In Kalimantan – the Indonesian portion of Borneo – you’re much more likely to see Soto Banjar on the menu than Laksa. It’s also a fresh, aromatic noodle soup – usually served with chicken – but the broth is clear and doesn’t contain coconut milk. Lime leaves, chillies, ginger, garlic, lemongrass, cinnamon and cloves provide the flavour and it’s often bulked up with potato patties, rice cakes and half-boiled eggs. The city of Banjarmasin – on the south coast of Borneo – is one of the best places to try it.
A staple of the Kadazan-Dusun people – the largest indigenous group in Sabah – Linopot is rice which is tightly packed and wrapped inside a leaf, usually of the Doringin or Tarap plant. The leaf absorbs excess moisture to keep the rice fresh for longer and also gives it an added fragrance. Occasionally, the rice is mixed with mashed yam or sweet potatoes during cooking, resulting in a thicker texture and darker colour. The Linopot forms the focal point of a Kadazan-Dusun meal and tends to be eaten alongside various traditional fish and vegetable dishes.
Another traditional dish of the Kadazan-Dusun people in Sabah, Hinava is made by marinating fish – usually mackerel – in lime juice for around 20 minutes, combining it with ginger, chillies, chopped shallots and bitter gourd, before serving it chilled or at room temperature, either as a starter or as a main dish. If you like ceviche – the South American equivalent – you’ll almost certainly enjoy Hinava. Although typically eaten during the annual harvest festival towards the end of May, you can also find it in certain Sabah restaurants throughout the year.
Rivalling Hinava as one of the most popular Kadazan-Dusun fish delicacies, Pinasakan is based around Ikan Basung – an oily fish, similar to sardines, which is commonly found in the waters off the coast of Sabah. The fish is slowly braised in a pot at a low heat, with turmeric, ginger, chillies, lemongrass and slices of asam keping – a sour fruit, commonly used in Malaysian cuisine. It can be kept for up to two weeks without going off and makes an excellent accompaniment to Linopot.

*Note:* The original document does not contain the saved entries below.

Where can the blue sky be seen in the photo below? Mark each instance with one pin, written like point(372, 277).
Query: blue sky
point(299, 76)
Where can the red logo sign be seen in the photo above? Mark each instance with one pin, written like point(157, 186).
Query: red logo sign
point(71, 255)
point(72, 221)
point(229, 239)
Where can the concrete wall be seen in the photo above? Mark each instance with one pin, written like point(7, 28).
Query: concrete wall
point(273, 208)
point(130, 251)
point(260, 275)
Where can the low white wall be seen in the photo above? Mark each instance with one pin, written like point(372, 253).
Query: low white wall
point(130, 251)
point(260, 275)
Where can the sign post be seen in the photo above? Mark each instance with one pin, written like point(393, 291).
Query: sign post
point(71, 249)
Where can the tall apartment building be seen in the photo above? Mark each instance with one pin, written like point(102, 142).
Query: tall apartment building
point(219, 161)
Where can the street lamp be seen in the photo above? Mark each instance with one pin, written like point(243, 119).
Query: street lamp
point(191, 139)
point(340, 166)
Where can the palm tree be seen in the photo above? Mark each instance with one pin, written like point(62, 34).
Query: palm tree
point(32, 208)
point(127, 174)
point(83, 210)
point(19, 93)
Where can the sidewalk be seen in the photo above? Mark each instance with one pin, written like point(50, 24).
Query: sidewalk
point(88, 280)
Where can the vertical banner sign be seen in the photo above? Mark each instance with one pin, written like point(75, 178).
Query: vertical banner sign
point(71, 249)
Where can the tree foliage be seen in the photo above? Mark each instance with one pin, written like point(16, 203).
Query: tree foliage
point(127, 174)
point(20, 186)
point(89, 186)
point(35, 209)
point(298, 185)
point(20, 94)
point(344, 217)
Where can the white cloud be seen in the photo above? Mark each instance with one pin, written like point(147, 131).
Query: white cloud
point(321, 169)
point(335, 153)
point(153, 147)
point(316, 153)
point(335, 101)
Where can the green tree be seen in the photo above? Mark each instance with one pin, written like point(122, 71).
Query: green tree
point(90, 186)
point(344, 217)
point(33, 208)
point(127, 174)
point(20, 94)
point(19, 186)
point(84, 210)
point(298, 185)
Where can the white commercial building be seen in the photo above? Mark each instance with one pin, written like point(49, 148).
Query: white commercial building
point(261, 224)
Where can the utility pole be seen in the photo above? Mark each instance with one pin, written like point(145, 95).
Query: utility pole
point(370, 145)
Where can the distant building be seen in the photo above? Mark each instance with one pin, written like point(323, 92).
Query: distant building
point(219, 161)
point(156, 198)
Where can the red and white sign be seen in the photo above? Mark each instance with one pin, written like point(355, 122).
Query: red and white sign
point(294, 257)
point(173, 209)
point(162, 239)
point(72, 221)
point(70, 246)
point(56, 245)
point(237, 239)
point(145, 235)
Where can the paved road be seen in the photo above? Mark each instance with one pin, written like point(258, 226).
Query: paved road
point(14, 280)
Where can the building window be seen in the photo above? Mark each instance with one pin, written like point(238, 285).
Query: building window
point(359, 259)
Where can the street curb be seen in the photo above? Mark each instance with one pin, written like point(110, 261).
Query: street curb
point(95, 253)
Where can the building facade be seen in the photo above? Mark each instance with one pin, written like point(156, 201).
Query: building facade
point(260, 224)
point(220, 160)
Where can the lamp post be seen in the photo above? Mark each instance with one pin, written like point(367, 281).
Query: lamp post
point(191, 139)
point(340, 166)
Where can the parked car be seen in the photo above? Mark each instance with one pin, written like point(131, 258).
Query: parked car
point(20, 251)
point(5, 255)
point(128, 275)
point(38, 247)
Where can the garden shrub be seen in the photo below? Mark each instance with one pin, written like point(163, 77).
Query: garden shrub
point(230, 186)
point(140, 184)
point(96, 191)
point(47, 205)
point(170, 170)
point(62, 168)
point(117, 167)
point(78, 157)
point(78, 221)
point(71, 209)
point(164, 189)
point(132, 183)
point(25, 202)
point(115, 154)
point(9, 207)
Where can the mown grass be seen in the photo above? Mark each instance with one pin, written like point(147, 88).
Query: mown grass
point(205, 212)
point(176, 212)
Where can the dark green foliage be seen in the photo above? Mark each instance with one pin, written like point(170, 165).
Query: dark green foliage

If Sarawak is on your Borneo itinerary, expect to come across Manok Pansoh – chicken chopped into small pieces and grilled over an open fire in a bamboo stalk, covered with tapioca leaves and flavoured with ginger, lemongrass, garlic and turmeric. The balance of spices and seasoning varies between different communities, but it’s invariably delicious.
Ambuyat is the national dish of Brunei – and features as a standard part of any meal in this minuscule country in northern Borneo. Derived from the starchy interior of the sago palm tree, it’s a white, gluey substance, eaten with bamboo utensils called candas – similar to chopsticks, but joined together at one end. It doesn’t have much flavour itself, but serves as a satisfying base to be dipped in cacah – a spicy, sour sauce, usually made with shrimp, lime juice and chillies.
While not unique to Borneo, Nasi Lemak is one of the most treasured dishes in Malaysian cuisine and can be found in restaurants and street markets in Sabah and Sarawak – as well as in Brunei. The central ingredient is rice, cooked with coconut milk and pandan leaves – which impart a subtle, vanilla-like flavour – served alongside fried peanuts, hard-boiled eggs, crispy anchovies, sambal and, often, fried chicken or beef rendang. Nasi Goreng – made with fried rice instead of coconut milk rice – is also well worth a try.